Route information
- Length: 10 mi (16 km)
- Existed: 2007–2017

Major junctions
- North end: I-35E / SH 183 in Dallas
- South end: I-45 / US 175 in Dallas

Location
- Country: United States
- State: Texas

Highway system
- Highways in Texas; Interstate; US; State Former; ; Toll; Loops; Spurs; FM/RM; Park; Rec;

= Trinity Parkway =

Highway in Dallas, Texas, USA

The Trinity Parkway was a proposed six-lane toll road in Dallas, Texas (USA), to run from the State Highway 183/Interstate 35E interchange to the U.S. Highway 175/Interstate 45. The Dallas City Council voted 14-1 in 2007 to support a parkway inside the eastern levee of the Trinity River. Dallas City Council had recommended that a "context-sensitive design" be used for the parkway.

The project included 10 mi of roadway, one main-lane toll plaza, 14 ramp toll plazas, and multiple interchanges that were planned to be constructed in part and operated by the North Texas Tollway Authority (NTTA). The construction of a new roadway in this area was one of several projects identified in a 1997 major investment study to relieve serious congestion near downtown Dallas. The NTTA had worked with the City of Dallas, the United States Army Corps of Engineers, and the Texas Department of Transportation (TxDOT) on this project.
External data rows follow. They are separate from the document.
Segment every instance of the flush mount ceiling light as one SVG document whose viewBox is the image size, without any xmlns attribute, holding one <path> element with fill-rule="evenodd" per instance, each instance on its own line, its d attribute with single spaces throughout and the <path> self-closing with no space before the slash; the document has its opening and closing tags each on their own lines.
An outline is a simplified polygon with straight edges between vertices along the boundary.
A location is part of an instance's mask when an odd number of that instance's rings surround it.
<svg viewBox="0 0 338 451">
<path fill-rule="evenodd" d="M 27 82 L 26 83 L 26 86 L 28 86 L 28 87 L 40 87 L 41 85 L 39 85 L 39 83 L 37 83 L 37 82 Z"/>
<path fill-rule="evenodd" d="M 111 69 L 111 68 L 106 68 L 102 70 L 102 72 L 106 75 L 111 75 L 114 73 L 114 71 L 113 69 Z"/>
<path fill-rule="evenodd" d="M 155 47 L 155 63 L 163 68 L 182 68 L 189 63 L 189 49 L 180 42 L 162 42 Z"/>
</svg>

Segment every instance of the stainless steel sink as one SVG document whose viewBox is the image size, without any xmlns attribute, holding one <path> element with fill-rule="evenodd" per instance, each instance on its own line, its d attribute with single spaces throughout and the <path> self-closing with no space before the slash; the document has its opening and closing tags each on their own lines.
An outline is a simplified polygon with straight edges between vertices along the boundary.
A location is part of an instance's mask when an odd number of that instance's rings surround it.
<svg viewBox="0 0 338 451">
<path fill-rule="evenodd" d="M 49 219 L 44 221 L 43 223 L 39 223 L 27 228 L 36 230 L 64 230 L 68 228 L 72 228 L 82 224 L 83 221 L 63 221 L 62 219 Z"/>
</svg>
The project, however, came under increased scrutiny from both the media and local figures in the City of Dallas. At issue was the project's financing, where $1.2 billion of the project's $1.5 billion in funding needed had yet to be identified. Critics had also pointed out that it appeared that the toll road would only provide marginal improvements to congestion in the area by increasing average speeds by two miles per hour. In March 2015, Dallas City Council Member Scott Griggs lambasted the project in a public meeting, calling it "the worst boondoggle imaginable" and claiming it would "cripple economic development".

On August 9, 2017, the Dallas City Council officially voted 13-2 to pull support for the Trinity Parkway, effectively canceling the project.